I battled this with my ex on weekend visits. Kids come back in the middle of winter no hats, gloves, homework left you name it. I would just wait out the two weeks. It was not until a school book was left, that I made DH drive the 45 miuntes to return it. When the kids were old enough, I held them accountable. And no homework (or anything important) is to be taken to their Dad's--do it before you leave. It's been under control for about 8 yrs.

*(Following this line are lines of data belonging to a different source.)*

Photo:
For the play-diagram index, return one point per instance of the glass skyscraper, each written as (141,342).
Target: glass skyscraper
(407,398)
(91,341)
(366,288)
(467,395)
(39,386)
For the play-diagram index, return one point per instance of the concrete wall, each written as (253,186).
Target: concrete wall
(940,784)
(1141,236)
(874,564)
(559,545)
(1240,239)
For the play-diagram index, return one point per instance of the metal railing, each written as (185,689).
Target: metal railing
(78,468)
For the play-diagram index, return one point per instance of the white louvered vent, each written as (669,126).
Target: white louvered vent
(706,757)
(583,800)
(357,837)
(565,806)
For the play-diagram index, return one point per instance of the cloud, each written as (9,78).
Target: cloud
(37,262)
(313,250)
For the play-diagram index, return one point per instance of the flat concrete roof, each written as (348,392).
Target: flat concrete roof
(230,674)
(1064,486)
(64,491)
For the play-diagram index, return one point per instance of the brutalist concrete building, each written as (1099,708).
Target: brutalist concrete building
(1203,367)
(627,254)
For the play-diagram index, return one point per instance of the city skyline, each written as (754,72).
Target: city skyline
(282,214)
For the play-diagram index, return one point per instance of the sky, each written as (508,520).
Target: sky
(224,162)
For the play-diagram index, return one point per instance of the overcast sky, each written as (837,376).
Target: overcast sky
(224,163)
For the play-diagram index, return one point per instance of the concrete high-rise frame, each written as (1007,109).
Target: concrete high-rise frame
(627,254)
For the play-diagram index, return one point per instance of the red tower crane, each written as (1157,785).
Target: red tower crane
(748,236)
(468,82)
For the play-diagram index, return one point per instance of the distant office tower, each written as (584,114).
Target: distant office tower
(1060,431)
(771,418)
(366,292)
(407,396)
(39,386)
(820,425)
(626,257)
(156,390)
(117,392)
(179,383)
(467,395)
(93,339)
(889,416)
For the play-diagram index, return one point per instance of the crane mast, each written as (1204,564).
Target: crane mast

On the other hand, my skids (15 & 16) that live with us 50/50 forgot things all of the time and for the past 10 yrs anytime something was left at their mom's they asked dad to go get it. If they left it here they asked dad to bring it there.. like a f****** sherpa- he did. Then the call came and I was the only one available to bring them something... I said no, ride your bike over or have your mom pick it up. That went over like a fart in church. BM called, Grandma called, DH called. And I said the kids have been pulling this for 10 years, when are you guys going to stop enabling this behavior?? I am not playing this game. If it's important enough for us to deliver, it's important enough for them to remember. Once DH quit being the delvery boy, then grandma was doing the running for awile, I think granpa agreed with us and put a stop to it, because then BM Bf was the delivery boy, then BM was doing the running and boy did she let the kids know it!!! Things have improved-- the kids now own it!! If they forget something--we don't hear about it.